Poor little mother! She had a heavy fall from some scaffolding when I
was five years old; but I can see her now, as though it were yesterday, in
her scarlet bodice and her silvered skirts, running off the stage the
moment she was free to take me in her arms and cover me with kisses.
And, as I remember her, I think she must have been full of
grace--such grace as a bird's is on a bough full of summer leaf;
but if I am right, the people whom she danced for were wrong, for the
public never saw anything particular in her, and she died as she had
lived--a strolling player to the last.
"Piccinino" was the last word she spoke; Piccinino was the
name she always called me; Piccinino I remained. I must have had some other
name, of course, that the law gave me. But the law and I were never close
friends, and I never asked my debts to it.
The little troupe of comedians whom my mother had been associated with
were very good to me. There is so very much goodness in all Bohemians.

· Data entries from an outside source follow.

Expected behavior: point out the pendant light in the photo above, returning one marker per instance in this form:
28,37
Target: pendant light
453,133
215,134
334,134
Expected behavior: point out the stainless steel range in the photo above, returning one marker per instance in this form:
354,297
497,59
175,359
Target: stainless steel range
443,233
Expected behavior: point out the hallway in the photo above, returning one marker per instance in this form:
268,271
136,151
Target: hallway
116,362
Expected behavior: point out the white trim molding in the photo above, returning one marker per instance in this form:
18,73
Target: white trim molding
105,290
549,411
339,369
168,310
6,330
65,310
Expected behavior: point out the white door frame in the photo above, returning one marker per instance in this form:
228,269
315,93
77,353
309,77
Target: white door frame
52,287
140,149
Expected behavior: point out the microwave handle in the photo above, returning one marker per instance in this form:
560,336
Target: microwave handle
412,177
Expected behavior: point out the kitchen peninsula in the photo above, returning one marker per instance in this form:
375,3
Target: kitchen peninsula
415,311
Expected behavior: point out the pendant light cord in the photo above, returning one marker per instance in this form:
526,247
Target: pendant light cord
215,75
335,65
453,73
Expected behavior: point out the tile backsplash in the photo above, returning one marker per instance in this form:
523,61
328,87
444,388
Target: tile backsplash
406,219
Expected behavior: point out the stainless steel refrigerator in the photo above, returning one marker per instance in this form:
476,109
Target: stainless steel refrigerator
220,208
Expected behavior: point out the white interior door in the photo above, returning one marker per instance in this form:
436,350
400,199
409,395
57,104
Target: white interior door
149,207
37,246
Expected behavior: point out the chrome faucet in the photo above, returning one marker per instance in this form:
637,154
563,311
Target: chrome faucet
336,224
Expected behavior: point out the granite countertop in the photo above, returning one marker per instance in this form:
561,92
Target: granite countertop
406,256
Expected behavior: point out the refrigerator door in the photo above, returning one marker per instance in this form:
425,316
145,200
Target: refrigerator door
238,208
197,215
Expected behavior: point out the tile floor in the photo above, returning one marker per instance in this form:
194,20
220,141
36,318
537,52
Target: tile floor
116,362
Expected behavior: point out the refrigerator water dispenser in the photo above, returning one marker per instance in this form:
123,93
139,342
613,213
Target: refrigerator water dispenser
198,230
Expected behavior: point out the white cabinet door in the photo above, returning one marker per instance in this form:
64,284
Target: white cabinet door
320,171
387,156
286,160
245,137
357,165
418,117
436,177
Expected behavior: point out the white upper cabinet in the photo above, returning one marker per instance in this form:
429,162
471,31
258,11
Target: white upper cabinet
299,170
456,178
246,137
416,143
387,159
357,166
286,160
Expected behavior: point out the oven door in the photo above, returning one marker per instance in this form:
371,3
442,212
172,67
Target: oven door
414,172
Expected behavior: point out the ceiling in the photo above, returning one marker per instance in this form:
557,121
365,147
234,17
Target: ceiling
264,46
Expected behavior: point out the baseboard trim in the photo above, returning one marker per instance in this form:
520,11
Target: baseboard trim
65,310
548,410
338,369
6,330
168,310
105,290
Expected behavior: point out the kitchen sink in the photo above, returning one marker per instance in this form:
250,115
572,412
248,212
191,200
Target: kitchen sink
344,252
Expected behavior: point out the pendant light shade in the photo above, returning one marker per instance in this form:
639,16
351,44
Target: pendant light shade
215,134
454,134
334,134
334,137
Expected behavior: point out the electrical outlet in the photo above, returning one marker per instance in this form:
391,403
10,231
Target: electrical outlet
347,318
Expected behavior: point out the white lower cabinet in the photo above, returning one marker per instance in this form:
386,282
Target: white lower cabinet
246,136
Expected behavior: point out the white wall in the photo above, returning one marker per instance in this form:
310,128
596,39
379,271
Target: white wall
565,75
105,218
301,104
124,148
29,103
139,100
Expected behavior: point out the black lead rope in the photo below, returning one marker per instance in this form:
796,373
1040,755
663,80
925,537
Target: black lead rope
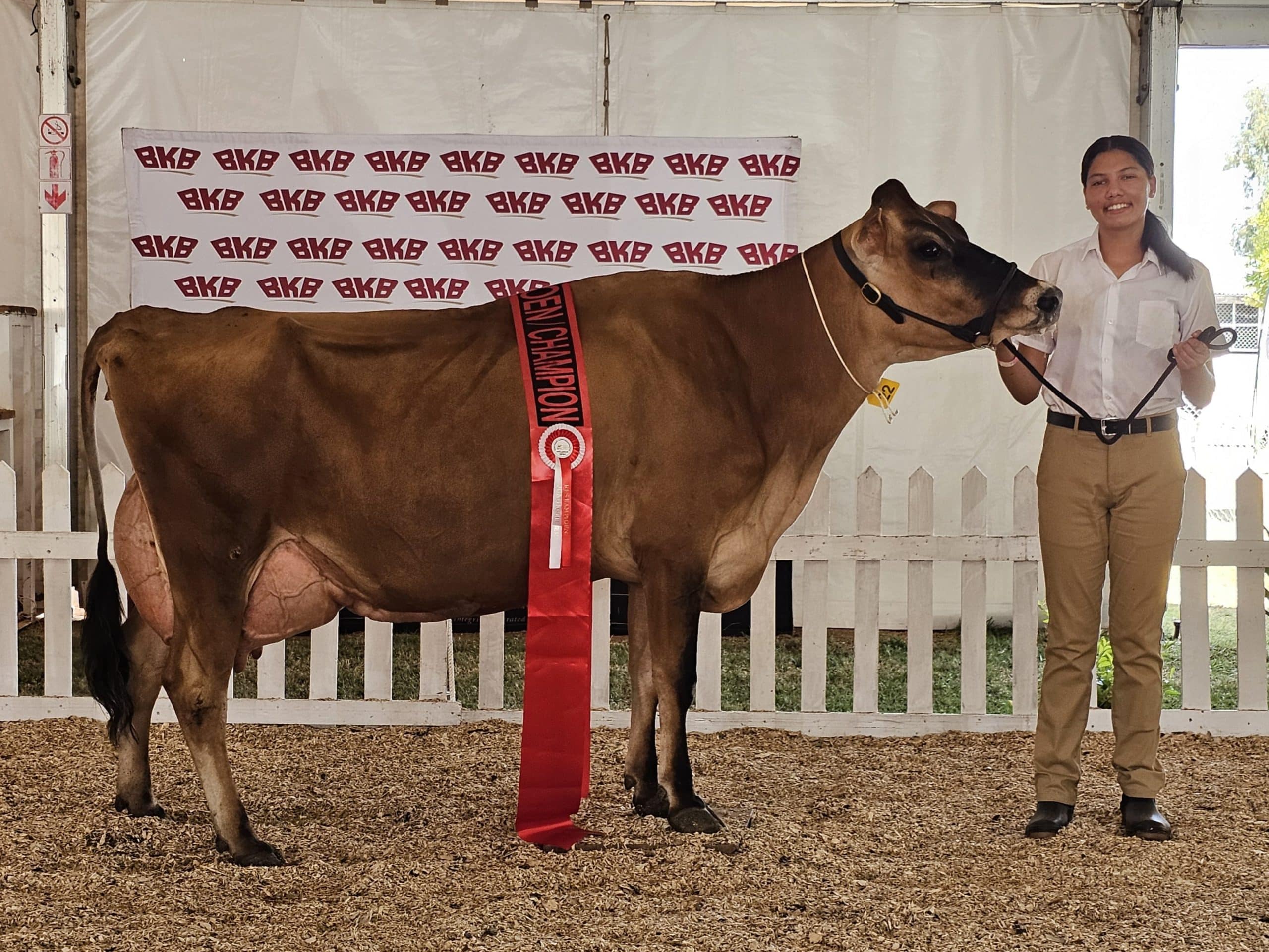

They are always kindly, generous, sympathetic, compassionate. I was a little motherless, penniless, desolate wretch of five years old; ugly, too--brown and ugly, as you see me now, very much. I have had a face too good for comedy, too good to make the people laugh, for it ever to have been anything except grotesque and unlovely. But they were as good to me as though I had been beautiful to the sight and had inherited a patrimony.
The old men and the young, the heldames and the pretty women of the
little company, vied with each other in charity and hospitality. True, they
were all very poor, but what they had they never grudged to me. They took
me with them everywhere, and never even dreamed of turning off the cost and
trouble of me upon that bitter stepmother--the state.
As I grew older I took to the stage myself. I could not have imagined
life lived to any other music than that of the little shrill
reed-pipe and deep-rolling drum, that had drowned my first
cries at my birth; and had awakened my laughter so many and many a time
later on, that it seemed to me that their cheery sounds were as needful to
all sense of existence as was the very light of the sun itself.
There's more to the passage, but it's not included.